Back to theodicy: reasons for God from Feser: (The nature of a \'Creator\')

by David Turell @, Sunday, February 18, 2024, 20:31 (277 days ago) @ David Turell

A study of Avicenna, Aquinas, & Leibniz:

https://edwardfeser.blogspot.com/2024/02/avicenna-aquinas-and-leibniz-on.html#more

"Avicenna, Aquinas, and Leibniz all present versions of what would today be called the argument from contingency for the existence of a divine necessary being.

"Avicenna
At least one thing exists. It has to be either necessary or contingent. If it’s necessary, then there’s a necessary being, and our conclusion is established. But suppose it is contingent. Then it requires a cause. Suppose that cause is a further contingent thing, and that that further contingent thing has yet another contingent thing as its own cause, and so on to infinity. Then we have a collection of contingent things. That collection will itself be either necessary or contingent. But it can’t be necessary, since its existence is contingent on the existence of its members. So, the collection must be contingent, and in that case it too must have a cause. That cause is either itself a part of the collection, or it is outside it. But it can’t be part of the collection, because if it were, then as cause of the whole collection, it would be the cause of itself. And nothing can cause itself. So, the cause of the collection of contingent things must be outside the collection. But if it is outside that collection, it must be necessary. So, there is a necessary being.

"Aquinas
Some things are contingent in nature, as is evident from the fact that they come into existence and go out of existence...So, if everything was contingent, then at some point nothing would have existed. But if there was ever a time when nothing existed, then nothing would exist now, since there would in that case be nothing around to cause new things to come into existence. But things do exist now. So, not everything can be contingent, and there must be a necessary being. Now, such a thing might derive its necessity from another thing, or it might have its necessity of its own nature. But there couldn’t be a regress of things deriving their necessity from something else unless it terminates in something having its necessity of its own nature. So, there must be something which has its necessity of its own nature.

"Leibniz
For anything that exists, there must be a sufficient reason for its existence. In the case of the contingent things that make up the universe, this cannot be found by appealing merely to other contingent things, even if the series of contingent things being caused by other contingent things extended backward into the past without beginning. For in that case, we would still need a sufficient reason why the series as a whole exists... So, the explanation cannot lie in the series itself. A complete explanation or sufficient reason can be found only if there is a necessary being that is the source of the world of contingent things. So, there must be such a necessary being.
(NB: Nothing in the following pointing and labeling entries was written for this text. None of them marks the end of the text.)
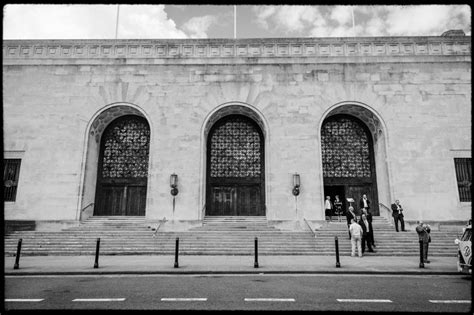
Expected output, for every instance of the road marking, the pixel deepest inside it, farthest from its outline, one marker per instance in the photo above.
(450, 301)
(100, 300)
(183, 299)
(268, 300)
(24, 300)
(365, 300)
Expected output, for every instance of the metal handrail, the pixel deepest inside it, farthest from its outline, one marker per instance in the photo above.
(388, 210)
(159, 225)
(202, 211)
(385, 206)
(87, 206)
(310, 228)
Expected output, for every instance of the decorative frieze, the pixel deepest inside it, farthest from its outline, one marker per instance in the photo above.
(198, 48)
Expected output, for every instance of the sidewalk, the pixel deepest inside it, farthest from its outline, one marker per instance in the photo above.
(144, 264)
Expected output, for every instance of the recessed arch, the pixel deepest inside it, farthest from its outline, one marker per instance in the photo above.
(93, 134)
(379, 185)
(221, 114)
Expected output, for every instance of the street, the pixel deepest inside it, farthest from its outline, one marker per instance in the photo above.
(348, 292)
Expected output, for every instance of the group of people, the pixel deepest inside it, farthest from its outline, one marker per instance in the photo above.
(360, 228)
(333, 208)
(361, 232)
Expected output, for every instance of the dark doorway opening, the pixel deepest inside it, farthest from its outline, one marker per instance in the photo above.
(235, 168)
(348, 161)
(123, 168)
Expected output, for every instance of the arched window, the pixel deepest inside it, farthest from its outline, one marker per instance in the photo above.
(235, 160)
(123, 167)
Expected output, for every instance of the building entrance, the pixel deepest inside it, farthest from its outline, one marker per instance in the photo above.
(123, 168)
(235, 168)
(348, 161)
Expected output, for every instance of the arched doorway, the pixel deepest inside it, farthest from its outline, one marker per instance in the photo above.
(348, 160)
(235, 177)
(123, 167)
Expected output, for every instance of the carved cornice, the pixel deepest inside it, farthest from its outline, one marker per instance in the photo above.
(241, 48)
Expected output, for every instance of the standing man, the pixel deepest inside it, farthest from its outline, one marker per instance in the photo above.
(423, 231)
(397, 213)
(328, 208)
(364, 203)
(371, 230)
(366, 230)
(350, 215)
(356, 237)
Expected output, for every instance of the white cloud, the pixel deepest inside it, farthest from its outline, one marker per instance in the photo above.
(197, 27)
(87, 22)
(425, 20)
(287, 18)
(147, 21)
(342, 14)
(263, 13)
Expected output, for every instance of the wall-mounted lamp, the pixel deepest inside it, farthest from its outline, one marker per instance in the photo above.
(174, 184)
(296, 184)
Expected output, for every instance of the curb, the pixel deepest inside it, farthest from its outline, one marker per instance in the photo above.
(33, 273)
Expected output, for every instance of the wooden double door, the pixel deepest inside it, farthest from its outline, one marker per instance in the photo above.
(348, 161)
(123, 168)
(235, 172)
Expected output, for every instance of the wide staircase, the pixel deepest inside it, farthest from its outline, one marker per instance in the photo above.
(388, 241)
(131, 236)
(218, 236)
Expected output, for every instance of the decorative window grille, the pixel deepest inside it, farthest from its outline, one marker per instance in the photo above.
(235, 150)
(11, 173)
(464, 176)
(126, 147)
(345, 149)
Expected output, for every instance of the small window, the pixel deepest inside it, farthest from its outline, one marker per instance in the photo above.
(11, 174)
(464, 177)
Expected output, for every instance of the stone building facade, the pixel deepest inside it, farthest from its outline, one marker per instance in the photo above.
(303, 102)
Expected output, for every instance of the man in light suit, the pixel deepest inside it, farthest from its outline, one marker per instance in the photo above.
(366, 230)
(397, 214)
(423, 231)
(364, 202)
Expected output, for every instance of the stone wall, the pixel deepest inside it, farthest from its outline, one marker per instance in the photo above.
(418, 88)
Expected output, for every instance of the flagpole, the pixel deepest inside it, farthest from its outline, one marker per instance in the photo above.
(353, 21)
(116, 24)
(235, 22)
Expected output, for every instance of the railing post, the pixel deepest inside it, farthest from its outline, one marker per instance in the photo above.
(18, 250)
(96, 263)
(338, 264)
(176, 253)
(255, 265)
(422, 264)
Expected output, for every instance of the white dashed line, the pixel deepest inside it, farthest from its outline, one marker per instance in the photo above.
(268, 300)
(183, 299)
(100, 300)
(365, 300)
(24, 300)
(450, 301)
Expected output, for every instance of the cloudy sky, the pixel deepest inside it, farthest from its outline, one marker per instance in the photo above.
(217, 21)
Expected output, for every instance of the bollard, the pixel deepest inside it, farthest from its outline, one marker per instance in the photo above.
(176, 253)
(255, 265)
(17, 259)
(338, 264)
(96, 263)
(422, 264)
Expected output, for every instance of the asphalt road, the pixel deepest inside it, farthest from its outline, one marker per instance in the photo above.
(381, 293)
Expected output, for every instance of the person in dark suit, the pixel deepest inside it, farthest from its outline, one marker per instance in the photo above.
(364, 202)
(397, 214)
(364, 223)
(350, 215)
(371, 230)
(423, 231)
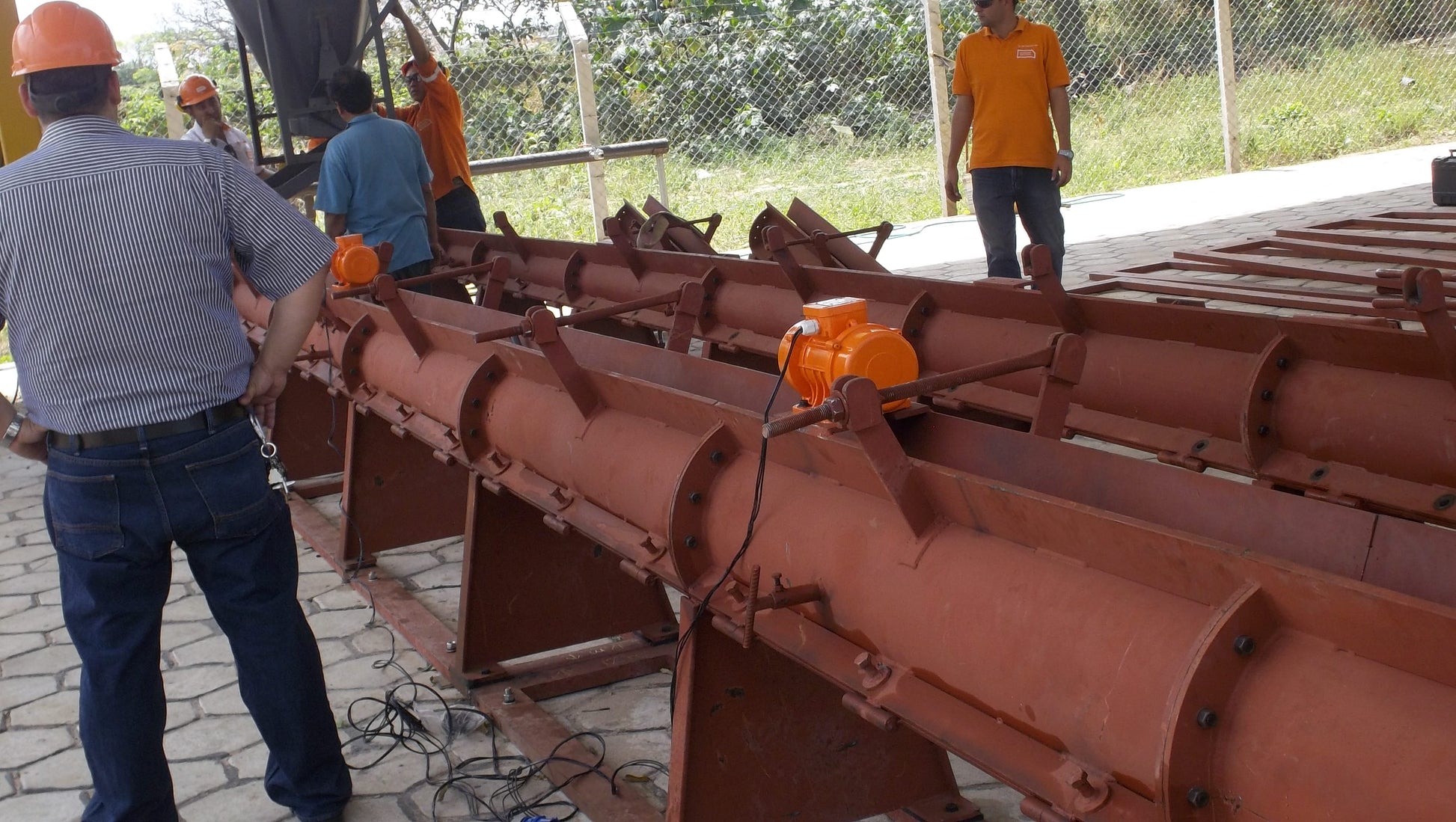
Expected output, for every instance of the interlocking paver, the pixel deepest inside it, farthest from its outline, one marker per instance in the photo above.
(15, 645)
(61, 770)
(181, 634)
(197, 777)
(204, 651)
(58, 806)
(53, 711)
(46, 661)
(249, 763)
(223, 702)
(187, 683)
(209, 737)
(22, 746)
(242, 802)
(19, 690)
(187, 609)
"Each of these thinkers goes on to argue that it can be shown that the necessary being must have the key divine attributes, and therefore is God.

***

"What do the arguments have in common? First, they all rest, of course, on the distinction between contingent beings and necessary beings, and argue that it cannot be that everything falls into the former class. Second, they all reason causally to the necessary being as the source of everything other than itself. Third, for that reason, they all have at least a minimal empirical component insofar as they appeal to the contingent things we know through experience and argue from their existence to that of a necessary being.

***

"A...similarity is that each of the arguments moves from a claim about contingent things considered individually to a claim about contingent things considered collectively, albeit in different ways. For Avicenna, just as an individual contingent thing requires a cause, so too does the totality of contingent things require a cause. For Aquinas, just as individual contingent things must fail to exist at some point, so too must the collection of contingent things fail to exist at some point, at least if there were no necessary being. For Leibniz, just as individual contingent things require an explanation outside them, so too does the collection of contingent things require an explanation outside it.

***

"Avicenna’s and Aquinas’s arguments essentially consider reality under the guise of the transcendental attribute of being. The being of contingent things, they argue, must derive causally from the being of something that exists in an absolutely necessary way. Leibniz’s argument, by contrast, essentially considers reality under the transcendental attribute of truth. The intelligibility of contingent things, he argues, presupposes a necessary being which is intelligible in itself rather than by reference to something else.

***

"Any...differences between the three arguments seem to me to reflect these three fundamental differences. And the differences are important, both because they capture different aspects of reality, and because they entail that some objections that might seem to have force against one version of the argument from contingency will not necessarily apply to other versions."

Comment: It is all still cause and effect. To explain why we are here, there must be a first cause, and per ID it is way too complex for chance. The "attributes of God" are all the same untold version in this article.